L’étendue des cas de viols, d’agressions et d’harcèlements dont sont victimes des militantes, aussi bien en France que dans d’autres pays, met en évidence qu’il ne s’agit pas de cas individuels d’infiltration par des manipulateurs sexuels. Le phénomène témoigne d’une culture du viol persistante, d’autant plus assumée que les victimes sont culpabilisées (et le plus souvent ostracisées) et leur parole niée. Il s’agit d’un processus de déqualification courant et bien documenté qui tend à protéger les agresseurs et qui, dans le cas du militantisme, se double de l’accusation de faire du mal à la cause, ici l’antispécisme. C’est un paradoxe, un piège dont le combat antispéciste doit s’extraire, car cela revient à minorer les atteintes faites à la dignité et aux droits des femmes ! Comment dès lors porter le combat pour les autres espèces quand on refuse de voir les violences faites à la moitié de la population de sa propre espèce ?
Les États-Unis, creuset de l’antispécisme et de la culture du viol
Dès ses origines, PETA(conférer un précédent article) a assumé la récupération des codes marketing d’exploitation de la femme par le milieu de la protection animale. Rares sont les militantes (et particulièrement les responsables d’organisations) qui le conscientisent, ou du moins qui jugent l’atteinte à l’image des femmes (objectification sexuelle, grossophobie…) suffisante, pour rejeter en bloc cette manière de faire. Croyant subvertir la mentalité carniste en utilisant la sexualisation à outrance, le mouvement vegan ne fait, au contraire, que se soumettre et renforcer la domination masculine.

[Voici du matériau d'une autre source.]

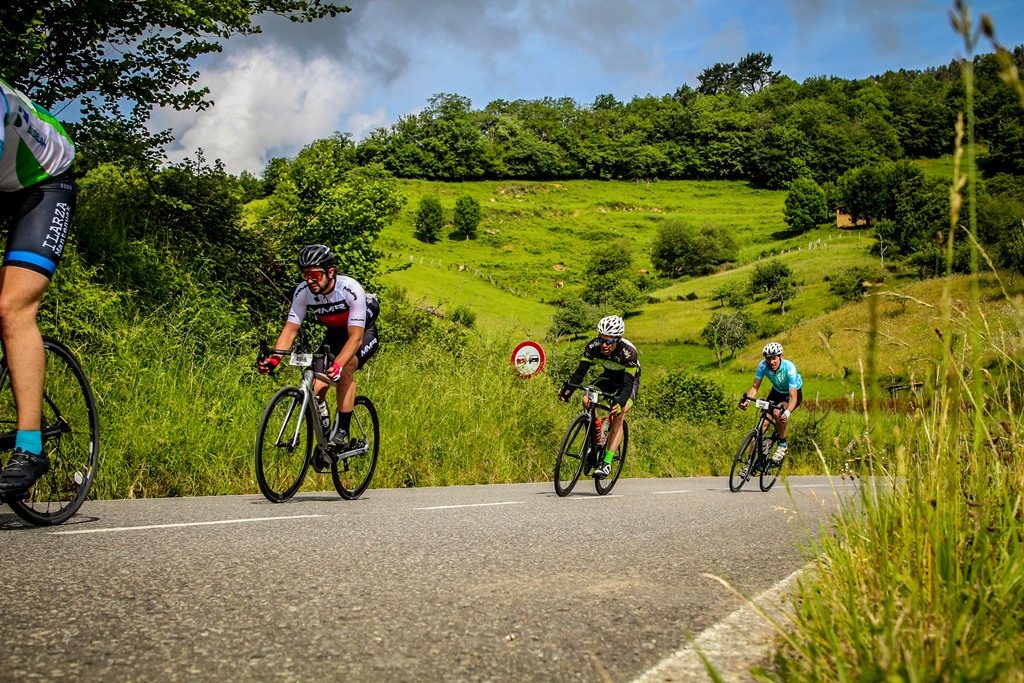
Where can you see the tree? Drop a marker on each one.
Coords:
(573, 317)
(754, 73)
(429, 219)
(681, 250)
(775, 280)
(611, 281)
(105, 53)
(805, 205)
(320, 203)
(727, 331)
(467, 216)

Les effets en sont dévastateurs et touchent au-delà du cercle antispéciste des organisations plus « vénérables » de la protection animale. La Humane Society of the United States, sorte d’équivalent américain de la SPA spécialisée dans le lobbying, a finalement dû se débarrasser de son président, Wayne Pacelle, harceleur sexuel multirécidiviste. Et encore, ce prédateur a profité de l’omerta que faisait régner ses principaux collaborateurs et les membres de son conseil d’administration pendant plus de 10 ans ! Avant lui, son vice-président, Paul Shapiro, avait bénéficié de son appui pour étouffer ses propres méfaits d’exhibition et d’harcèlement sexuels !
Cela démontre une véritable culture du viol imposée par les dirigeants, et donc les dominants, de la Humane Society, où la mission première de protection animale sert d’arme de culpabilisation pour obtenir la soumission des victimes. Ce n’est que face à la médiatisation des affaires et au courage des victimes que la situation est devenue intenable.

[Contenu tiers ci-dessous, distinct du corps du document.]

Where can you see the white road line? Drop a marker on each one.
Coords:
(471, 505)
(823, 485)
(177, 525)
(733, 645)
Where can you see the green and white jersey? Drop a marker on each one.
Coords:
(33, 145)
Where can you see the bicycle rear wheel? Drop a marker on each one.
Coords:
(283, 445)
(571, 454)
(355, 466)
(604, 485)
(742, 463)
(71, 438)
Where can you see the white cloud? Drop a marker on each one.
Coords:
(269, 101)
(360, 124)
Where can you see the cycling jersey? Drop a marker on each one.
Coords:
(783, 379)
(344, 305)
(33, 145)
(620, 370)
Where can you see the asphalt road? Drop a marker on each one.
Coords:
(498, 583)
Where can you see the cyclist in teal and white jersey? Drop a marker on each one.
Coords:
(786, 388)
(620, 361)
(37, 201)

L’histoire est la même pour Nick Cooney, fondateur des associations américaines The Humane League et ancien vice-président de Mercy For Animals. Dans les deux cas, il a été démissionné de force (et non pas viré, ce qui est loin de faire passer le même message) après de multiples signalements d’harcèlement sexuel et moral, et seulement une fois que des donateurs se sont mobilisés. Sinon, il continuerait de profiter du silence coupable des autres responsables de ces associations.

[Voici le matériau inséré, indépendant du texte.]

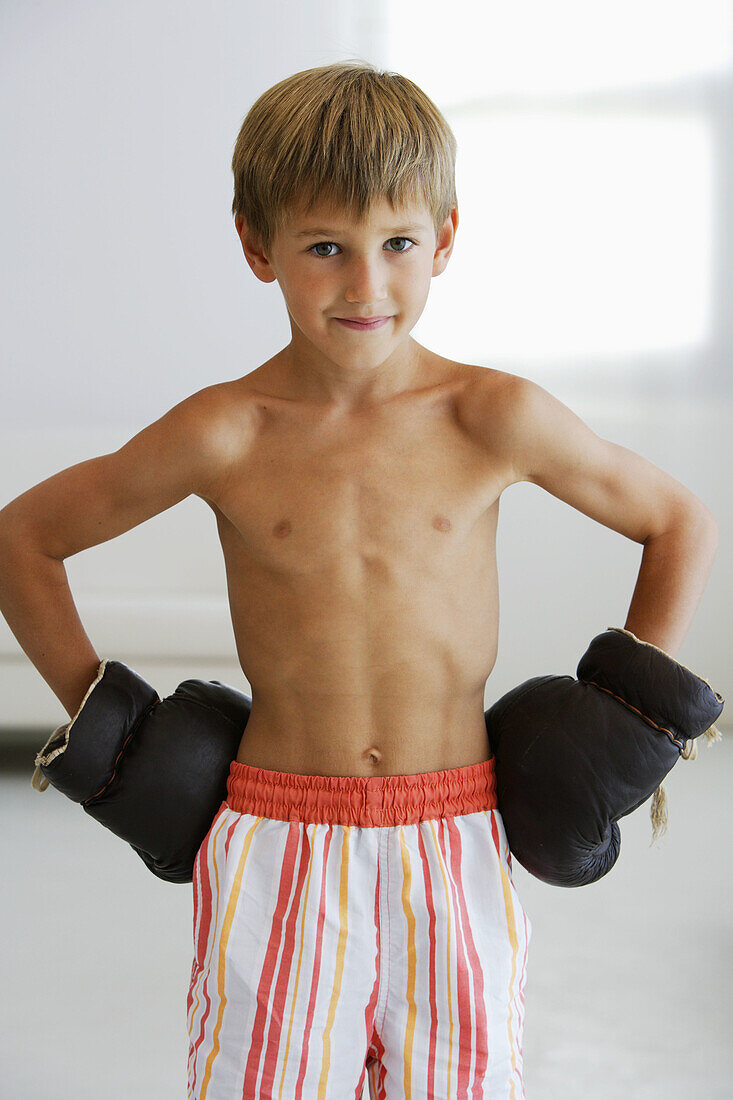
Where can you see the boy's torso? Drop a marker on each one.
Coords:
(361, 571)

Dans ces différents cas, comme dans d’autres, le constat est le même : plutôt que de l’empathie pour les victimes et du dégoût pour les criminels, la plupart des commentaires ont porté sur l’impact de ce scandale sur l’image publique des associations concernées. On assiste à une inversion de la culpabilité : faire porter le blâme sur les victimes qui ont parlé au lieu des coupables dont ce sont les agissements qui ont causé du tort à la cause.
« Name and shame », quand les victimes contrattaquent : le cas Direct Action Everywhere
Cette manière de faire est devenue la marque de fabrique de Direct Action Everywhere, tant les témoignages concordants sont nombreux et étalés dans le temps. Systématiquement, les violeurs et les manipulateurs sexuels sont protégés tandis que leurs victimes sont harcelées, dénigrées jusqu’à ce qu’elles craquent et quittent le mouvement. Pourquoi les prédateurs bénéficient d’une telle protection ? Car ils font partie du « Core » (le noyau des principaux membres de DxE, installés à Berkeley, en Californie) et sont proches de Wayne Hsiung, cofondateur et leader du groupe. Chez DxE, tout se résume à cela : bénéficier des faveurs du chef et de ses kapos (y compris des femmes), ce qui garantit une totale impunité.
Le fonctionnement du système Direct Action Everywhere est dénoncé depuis plusieurs années, notamment par Carol J.Adams (féministe et vegane, autrice de « The sexual politics of meat », devenu un classique) qui considère qu’il s’agit d’une secte, ce que confirment d’anciens membres de l’organisation. Dans celle-ci, les membres expérimentés (et souvent plus âgés) utilisent l’emprise exercée par le groupe pour abuser de jeunes militantes.
Le procédé décrit par les victimes du système DxE est toujours le même :
1. Sidération face à l’agression ou prise de conscience progressive (car refus initial de voir) d’un climat de domination masculine.
2. Prise de parole pour évoquer les violences physiques ou morales.
3. Intervention de la « conflict resolution team » censément là pour protéger la victime (en tout cas c’est que dit le grand chef Wayne Hsiung).
4. Prise de conscience du rôle réel de la « conflict resolution team » de protection des membres du « Core », en faisant pression sur la victime pour qu’elle ne parle pas : chantage affectif (appartenance au groupe) et remise en cause des convictions de la victime (qui ferait le jeu des carnistes).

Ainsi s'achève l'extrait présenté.